VMware HA isolation caveats
Updated to reflect Duncan’s comments below…
VMware HA Clusters that have hosts spanning sites or where more than one node can be isolated from the other nodes, may not trigger an HA isolation event when nodes still receive a heartbeat from at leastone only node in the same Cluster.
Primaries nodes send heartbeats to primaries and secondaries, secondary nodes send heartbeats only to primaries. (quote from Duncan’s HA Deepdive book)
An isolation response will only be triggered if and when the following two requirements are met:
– Heartbeats have not been received from ANY host in the cluster, whether primary or secondary
– The Isolation Address cannot be pinged
Only in this case will a Host (primary or secondary node is irrelevant) trigger the isolation response.

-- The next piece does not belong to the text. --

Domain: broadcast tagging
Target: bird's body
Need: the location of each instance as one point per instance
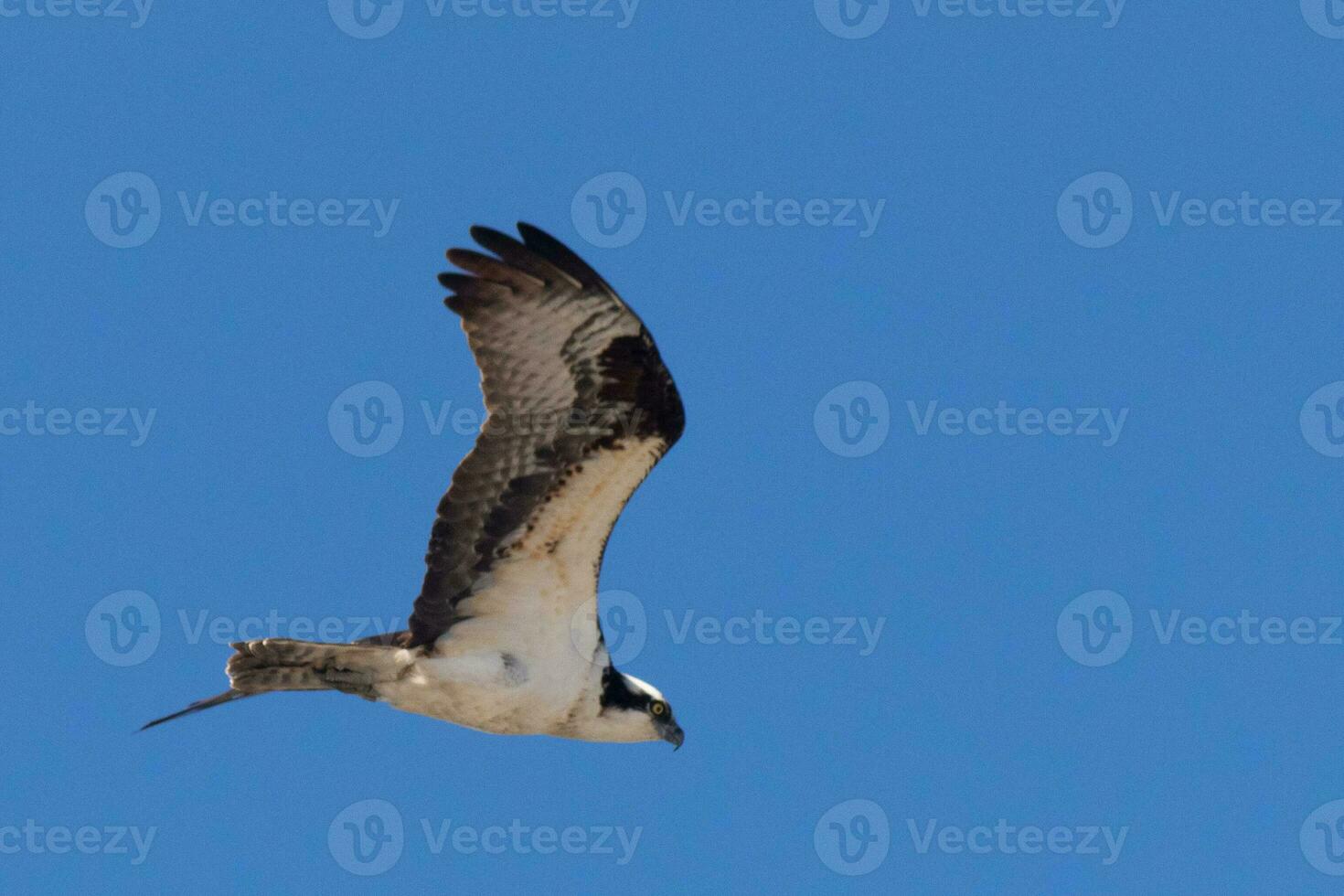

When hosts are split like this, they do not attempt to make contact with the isolation address and do not shut down or power off VM’s, as they aren’t isolated. The Failover Coordinator, a randomly selected Primary node will attempt to power on the VM’s but this will fail as the files will be locked as those VM’s will still be running on the other Hosts split from the Failover Coordinator.
Therefore it’s better for ESX Clusters not to span sites to avoid this issue occurring.
Thanks to Michael Francis and Duncan Epping in confirming this information for me.